Но конкретные виновные, обвиненные на деле или на словах, не упомянуты. Что она, слепая, что ли, журналистка эта, – не разглядит настоящего шарлатана, таящегося за кулисами. А может она, как Том Галлагер, о чем-то догадывается и попросту выжидает.
О Сильвии заметки нет, и она нигде не упомянута – возможно, потому что уже не имеет отношения к кино. С Вэл Тартикофф, которая по-прежнему считается одним из лучших кастинг-директоров, кажется, тоже не связывались.
То есть мнением других женщин в этой возможной истории не интересовались. Для общественности, во всяком случае, мы по большей части немы, и наша роль в этой драме забыта.
И это меня не удивляет.
Расшифровка разговора:
Анна Макграт, “Элитный Пи-ар”. Среда, 25 октября, 12 часов 15 минут.
анна макграт: Анна Макграт, слушаю.
том галлагер: Здравствуйте, Анна. Меня зовут Том Галлагер. Я работаю в “Нью-Йорк таймс”.
ам: Ничего себе. Том Галлагер! Вот уж кого не ожидала услышать.
тг: Мне бы хотелось поговорить кое-о-чем с Холли Рэндольф. Я знаю, что она очень занята…
ам: Да, сейчас просто беда. Столько всего. О “Ливне в Техасе”?
тг: Нет… не о последних ее фильмах.
ам: Я как раз хотела сказать. С нами обычно Сонал или Пит из вашего отдела культуры связываются. Вы о кино не пишете… Вы же в “Таймс” расследованиями занимаетесь, да?
тг: Да. Занимаюсь. (Пауза.) Знаете, материал, ради которого я бы хотел с ней поговорить… тема там довольно деликатная, так что я не уверен…
ам: Я знаю, о чем вы пишете, Том. Я… (Пауза.) не знаю. Нужно будет сначала обсудить все с Холли и ее командой, а я знаю, сколько у нее сейчас дел. Не думаю, что ее на это хватит.
тг: Я видел, что она стала лицом новой компании “Лореаль”, которая посвящена историям женщин. Надеюсь…
ам: Том, то, о чем вы просите, – это не то же самое, что парфюмерная реклама. Вы же сами понимаете.
тг: Ну да, но я просто подумал…
ам: Напишите мне. Расскажите в двух словах, какие вопросы хотите задать, какую хотите написать статью, когда она должна будет пойти, а там посмотрим. Но я бы на вашем месте не особо надеялась. Уж слишком она сейчас занята.
тг: Конечно-конечно. Да мы все заняты.
ам: Да, но это Холли Рэндольф. Она решает, какие истории ей рассказывать. И я не думаю, что она захочет ввязываться в эту.
Глава 19
Мы встречаемся в четверг вечером. Том вызвался приехать в Бруклин, но мне по душе мысль после работы, на неделе вечером отправиться на Манхэттен. Кто-то хочет провести несколько часов в моем обществе – пусть даже исключительно ради журналистского расследования, которым сейчас занимается.
На сей раз мы встречаемся не в редакции “Нью-Йорк таймс”. Там было бы слишком людно, слишком много народу носилось бы туда-сюда на неделе вечером. Поэтому Том назначил встречу в маленькой комнате частного клуба в Нижнем Ист-Сайде.

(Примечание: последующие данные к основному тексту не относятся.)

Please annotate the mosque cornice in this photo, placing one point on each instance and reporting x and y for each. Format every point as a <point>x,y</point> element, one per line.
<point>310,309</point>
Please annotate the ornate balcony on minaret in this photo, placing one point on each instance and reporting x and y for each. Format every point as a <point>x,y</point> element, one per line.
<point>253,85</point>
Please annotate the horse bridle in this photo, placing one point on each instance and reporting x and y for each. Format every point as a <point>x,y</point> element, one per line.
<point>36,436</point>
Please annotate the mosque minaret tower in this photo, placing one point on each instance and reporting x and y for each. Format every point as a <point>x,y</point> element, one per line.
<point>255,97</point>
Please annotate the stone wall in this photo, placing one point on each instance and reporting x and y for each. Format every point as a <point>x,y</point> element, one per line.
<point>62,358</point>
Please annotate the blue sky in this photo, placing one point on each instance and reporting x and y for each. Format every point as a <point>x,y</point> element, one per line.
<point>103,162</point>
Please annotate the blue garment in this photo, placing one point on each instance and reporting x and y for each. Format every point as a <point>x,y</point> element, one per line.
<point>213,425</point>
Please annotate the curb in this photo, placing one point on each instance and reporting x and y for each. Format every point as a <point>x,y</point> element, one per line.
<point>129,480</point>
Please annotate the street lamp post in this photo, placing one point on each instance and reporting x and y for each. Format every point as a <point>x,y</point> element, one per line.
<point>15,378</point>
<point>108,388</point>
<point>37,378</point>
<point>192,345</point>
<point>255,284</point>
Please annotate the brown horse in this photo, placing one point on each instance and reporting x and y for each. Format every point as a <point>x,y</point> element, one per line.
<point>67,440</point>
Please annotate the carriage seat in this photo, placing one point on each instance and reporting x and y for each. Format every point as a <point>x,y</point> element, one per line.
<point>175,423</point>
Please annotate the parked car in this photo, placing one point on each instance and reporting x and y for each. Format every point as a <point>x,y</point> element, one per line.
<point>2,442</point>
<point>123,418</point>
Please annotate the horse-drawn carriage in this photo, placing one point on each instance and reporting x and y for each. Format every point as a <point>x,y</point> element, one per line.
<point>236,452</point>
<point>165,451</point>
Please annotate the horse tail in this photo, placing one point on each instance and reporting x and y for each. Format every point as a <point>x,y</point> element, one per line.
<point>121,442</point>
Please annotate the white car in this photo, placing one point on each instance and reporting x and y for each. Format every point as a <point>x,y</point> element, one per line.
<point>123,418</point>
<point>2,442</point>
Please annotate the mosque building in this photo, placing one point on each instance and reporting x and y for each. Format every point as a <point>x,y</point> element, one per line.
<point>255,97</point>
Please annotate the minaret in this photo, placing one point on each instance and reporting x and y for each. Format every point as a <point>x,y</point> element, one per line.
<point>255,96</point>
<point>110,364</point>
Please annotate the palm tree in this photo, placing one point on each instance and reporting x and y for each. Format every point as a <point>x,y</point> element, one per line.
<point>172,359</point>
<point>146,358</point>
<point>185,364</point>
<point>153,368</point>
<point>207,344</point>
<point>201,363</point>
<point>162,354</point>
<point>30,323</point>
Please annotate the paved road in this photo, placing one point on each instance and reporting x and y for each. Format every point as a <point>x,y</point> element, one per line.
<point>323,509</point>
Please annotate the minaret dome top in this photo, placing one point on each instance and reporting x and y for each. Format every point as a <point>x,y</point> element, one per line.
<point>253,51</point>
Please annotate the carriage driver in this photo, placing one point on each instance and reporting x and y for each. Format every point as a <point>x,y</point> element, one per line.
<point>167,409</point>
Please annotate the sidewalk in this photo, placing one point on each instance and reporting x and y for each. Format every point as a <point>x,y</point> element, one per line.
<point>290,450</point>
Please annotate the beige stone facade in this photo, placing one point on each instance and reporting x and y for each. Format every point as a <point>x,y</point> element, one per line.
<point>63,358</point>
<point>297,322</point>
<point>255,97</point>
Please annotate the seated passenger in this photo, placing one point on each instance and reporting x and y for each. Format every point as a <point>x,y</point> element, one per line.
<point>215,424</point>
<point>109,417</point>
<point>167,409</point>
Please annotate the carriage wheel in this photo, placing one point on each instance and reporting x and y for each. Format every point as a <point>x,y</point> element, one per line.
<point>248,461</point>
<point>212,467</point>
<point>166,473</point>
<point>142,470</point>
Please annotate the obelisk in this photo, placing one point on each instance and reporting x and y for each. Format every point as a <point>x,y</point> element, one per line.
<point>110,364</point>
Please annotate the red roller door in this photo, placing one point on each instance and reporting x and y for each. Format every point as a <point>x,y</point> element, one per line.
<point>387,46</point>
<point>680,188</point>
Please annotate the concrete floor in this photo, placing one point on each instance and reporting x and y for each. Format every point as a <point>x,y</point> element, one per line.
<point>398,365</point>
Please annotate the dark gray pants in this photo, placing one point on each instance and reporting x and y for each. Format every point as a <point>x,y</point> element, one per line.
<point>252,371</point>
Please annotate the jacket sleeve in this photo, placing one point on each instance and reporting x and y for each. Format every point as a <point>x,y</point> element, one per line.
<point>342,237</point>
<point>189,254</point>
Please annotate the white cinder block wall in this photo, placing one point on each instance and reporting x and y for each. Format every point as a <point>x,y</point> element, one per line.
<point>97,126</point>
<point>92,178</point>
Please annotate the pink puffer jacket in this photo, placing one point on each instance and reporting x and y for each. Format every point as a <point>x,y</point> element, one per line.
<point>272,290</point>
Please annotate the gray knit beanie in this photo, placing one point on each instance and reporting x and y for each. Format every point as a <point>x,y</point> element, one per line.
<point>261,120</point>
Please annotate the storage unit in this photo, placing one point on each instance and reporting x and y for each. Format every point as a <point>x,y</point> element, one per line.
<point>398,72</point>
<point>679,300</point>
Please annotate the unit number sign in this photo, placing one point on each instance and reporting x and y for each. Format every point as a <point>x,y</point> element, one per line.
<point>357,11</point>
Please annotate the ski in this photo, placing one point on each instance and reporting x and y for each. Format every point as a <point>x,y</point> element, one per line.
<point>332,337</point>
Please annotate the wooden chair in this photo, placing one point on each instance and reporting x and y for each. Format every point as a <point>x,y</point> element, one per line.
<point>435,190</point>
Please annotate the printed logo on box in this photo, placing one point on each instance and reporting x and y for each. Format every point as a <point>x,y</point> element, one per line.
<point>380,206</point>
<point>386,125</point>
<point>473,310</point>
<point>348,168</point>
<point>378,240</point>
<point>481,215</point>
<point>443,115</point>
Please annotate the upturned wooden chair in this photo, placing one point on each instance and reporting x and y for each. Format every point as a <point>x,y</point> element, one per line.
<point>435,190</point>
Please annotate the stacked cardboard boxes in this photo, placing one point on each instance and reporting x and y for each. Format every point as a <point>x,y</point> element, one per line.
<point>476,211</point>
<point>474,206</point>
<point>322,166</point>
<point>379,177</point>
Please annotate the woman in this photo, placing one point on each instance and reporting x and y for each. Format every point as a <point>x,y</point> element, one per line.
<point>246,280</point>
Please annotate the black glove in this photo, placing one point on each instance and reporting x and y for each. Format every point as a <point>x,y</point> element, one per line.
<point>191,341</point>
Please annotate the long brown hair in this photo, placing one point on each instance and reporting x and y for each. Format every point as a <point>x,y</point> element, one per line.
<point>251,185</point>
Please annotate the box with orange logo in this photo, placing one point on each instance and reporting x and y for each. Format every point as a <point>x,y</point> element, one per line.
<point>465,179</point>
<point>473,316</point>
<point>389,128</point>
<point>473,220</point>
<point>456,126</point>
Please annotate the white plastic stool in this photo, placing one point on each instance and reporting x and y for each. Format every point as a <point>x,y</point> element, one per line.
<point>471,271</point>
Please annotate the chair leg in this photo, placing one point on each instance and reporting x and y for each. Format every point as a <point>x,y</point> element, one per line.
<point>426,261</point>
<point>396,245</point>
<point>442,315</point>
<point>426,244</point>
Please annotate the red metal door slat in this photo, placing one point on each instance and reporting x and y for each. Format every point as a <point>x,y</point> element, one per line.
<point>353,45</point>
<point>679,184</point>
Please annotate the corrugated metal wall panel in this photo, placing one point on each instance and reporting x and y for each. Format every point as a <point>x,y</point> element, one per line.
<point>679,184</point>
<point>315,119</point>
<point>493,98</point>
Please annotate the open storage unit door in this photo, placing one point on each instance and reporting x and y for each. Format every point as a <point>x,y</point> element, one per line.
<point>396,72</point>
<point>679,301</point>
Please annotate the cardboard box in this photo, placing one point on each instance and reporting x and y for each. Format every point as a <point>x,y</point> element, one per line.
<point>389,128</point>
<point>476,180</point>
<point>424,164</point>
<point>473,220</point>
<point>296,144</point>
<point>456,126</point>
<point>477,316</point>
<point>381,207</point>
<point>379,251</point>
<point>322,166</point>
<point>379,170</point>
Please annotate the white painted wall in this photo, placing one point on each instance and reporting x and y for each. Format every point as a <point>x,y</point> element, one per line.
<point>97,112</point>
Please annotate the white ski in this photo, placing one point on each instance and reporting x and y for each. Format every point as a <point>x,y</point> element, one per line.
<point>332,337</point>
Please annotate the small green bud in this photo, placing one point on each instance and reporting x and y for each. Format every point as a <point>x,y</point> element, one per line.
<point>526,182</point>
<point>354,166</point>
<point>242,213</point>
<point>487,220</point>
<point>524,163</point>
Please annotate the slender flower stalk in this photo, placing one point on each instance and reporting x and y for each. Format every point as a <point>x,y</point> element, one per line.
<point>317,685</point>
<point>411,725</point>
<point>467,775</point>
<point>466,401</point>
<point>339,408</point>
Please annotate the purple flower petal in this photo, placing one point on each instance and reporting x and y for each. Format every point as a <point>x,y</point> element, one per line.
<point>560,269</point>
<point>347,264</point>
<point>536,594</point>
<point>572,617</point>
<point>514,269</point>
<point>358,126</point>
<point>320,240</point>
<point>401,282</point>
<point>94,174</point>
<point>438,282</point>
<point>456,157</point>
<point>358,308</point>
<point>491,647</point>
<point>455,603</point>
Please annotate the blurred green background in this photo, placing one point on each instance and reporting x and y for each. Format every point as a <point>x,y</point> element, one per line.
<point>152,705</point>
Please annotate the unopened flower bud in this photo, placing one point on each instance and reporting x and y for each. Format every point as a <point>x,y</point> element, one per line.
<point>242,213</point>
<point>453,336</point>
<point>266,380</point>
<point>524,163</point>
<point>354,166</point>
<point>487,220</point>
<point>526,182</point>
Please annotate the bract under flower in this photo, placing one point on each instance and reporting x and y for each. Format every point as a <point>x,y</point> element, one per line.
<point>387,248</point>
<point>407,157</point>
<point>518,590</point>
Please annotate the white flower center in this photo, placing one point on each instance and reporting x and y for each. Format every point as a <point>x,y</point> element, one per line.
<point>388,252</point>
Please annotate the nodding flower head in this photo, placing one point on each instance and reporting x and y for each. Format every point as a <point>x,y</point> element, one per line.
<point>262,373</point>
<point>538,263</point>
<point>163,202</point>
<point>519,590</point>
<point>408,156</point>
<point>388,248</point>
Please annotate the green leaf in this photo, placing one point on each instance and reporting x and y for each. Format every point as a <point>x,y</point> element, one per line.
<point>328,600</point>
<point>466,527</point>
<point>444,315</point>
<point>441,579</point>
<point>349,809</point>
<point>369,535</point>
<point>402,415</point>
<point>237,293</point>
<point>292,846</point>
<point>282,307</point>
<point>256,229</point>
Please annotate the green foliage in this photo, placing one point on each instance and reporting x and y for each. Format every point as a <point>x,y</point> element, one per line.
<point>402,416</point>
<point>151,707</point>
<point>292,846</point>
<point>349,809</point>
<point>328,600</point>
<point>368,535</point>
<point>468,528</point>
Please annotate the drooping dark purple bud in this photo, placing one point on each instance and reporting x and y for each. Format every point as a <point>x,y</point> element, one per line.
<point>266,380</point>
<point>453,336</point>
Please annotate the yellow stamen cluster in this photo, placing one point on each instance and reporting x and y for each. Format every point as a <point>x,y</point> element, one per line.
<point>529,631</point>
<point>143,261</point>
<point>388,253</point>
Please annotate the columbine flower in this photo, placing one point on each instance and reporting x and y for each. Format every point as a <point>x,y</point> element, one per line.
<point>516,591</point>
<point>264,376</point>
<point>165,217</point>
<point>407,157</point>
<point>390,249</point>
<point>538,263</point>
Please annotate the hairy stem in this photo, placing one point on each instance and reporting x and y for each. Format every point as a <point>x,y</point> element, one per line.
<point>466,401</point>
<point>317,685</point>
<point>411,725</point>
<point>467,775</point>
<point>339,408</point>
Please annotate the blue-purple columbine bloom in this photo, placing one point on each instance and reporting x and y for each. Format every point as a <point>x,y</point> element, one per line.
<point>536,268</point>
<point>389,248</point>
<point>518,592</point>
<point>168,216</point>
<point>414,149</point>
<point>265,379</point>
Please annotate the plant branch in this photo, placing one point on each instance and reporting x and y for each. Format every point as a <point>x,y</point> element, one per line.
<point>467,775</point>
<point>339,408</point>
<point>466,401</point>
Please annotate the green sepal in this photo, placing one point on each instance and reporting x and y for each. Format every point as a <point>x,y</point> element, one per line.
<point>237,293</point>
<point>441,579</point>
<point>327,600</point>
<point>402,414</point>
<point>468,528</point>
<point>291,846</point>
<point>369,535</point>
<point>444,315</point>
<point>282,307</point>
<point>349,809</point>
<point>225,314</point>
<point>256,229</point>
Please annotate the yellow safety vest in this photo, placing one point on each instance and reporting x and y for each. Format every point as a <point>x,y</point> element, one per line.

В последний раз моя нога ступала в манхэттенский частный клуб при власти Хьюго. Сегодня это не номер со спальней. Никакого столика, чтобы нюхать кокаин, никакой постели. Просто маленькая, роскошно обставленная комната сразу за баром. Два кресла, стол, лампа и вешалка. Не больше гардеробной.
– Сойдет? – спрашивает Том. – Я понимаю, выглядит диковато, но я подумал, что нужно что-то укромное.
– Годится. – Я оглядываюсь, втайне наслаждаясь странностью всего этого.
Интересно, какие делишки тут обычно делаются? Подпольная торговля оружием. Заказ эскорта класса люкс. Раскрытие былых прегрешений.
Чем-то похоже на исповедальню (мне, собственно, в исповедальнях бывать не доводилось, но католическое воображение породило достаточно фильмов, и косвенное представление об исповеди у меня, кажется, есть). Всего метр пространства отделяет меня от пристального взгляда голубых глаз Тома. Давненько я не сидела так близко – да чтобы еще и продолжительное время – к мужчине, когда вокруг никого.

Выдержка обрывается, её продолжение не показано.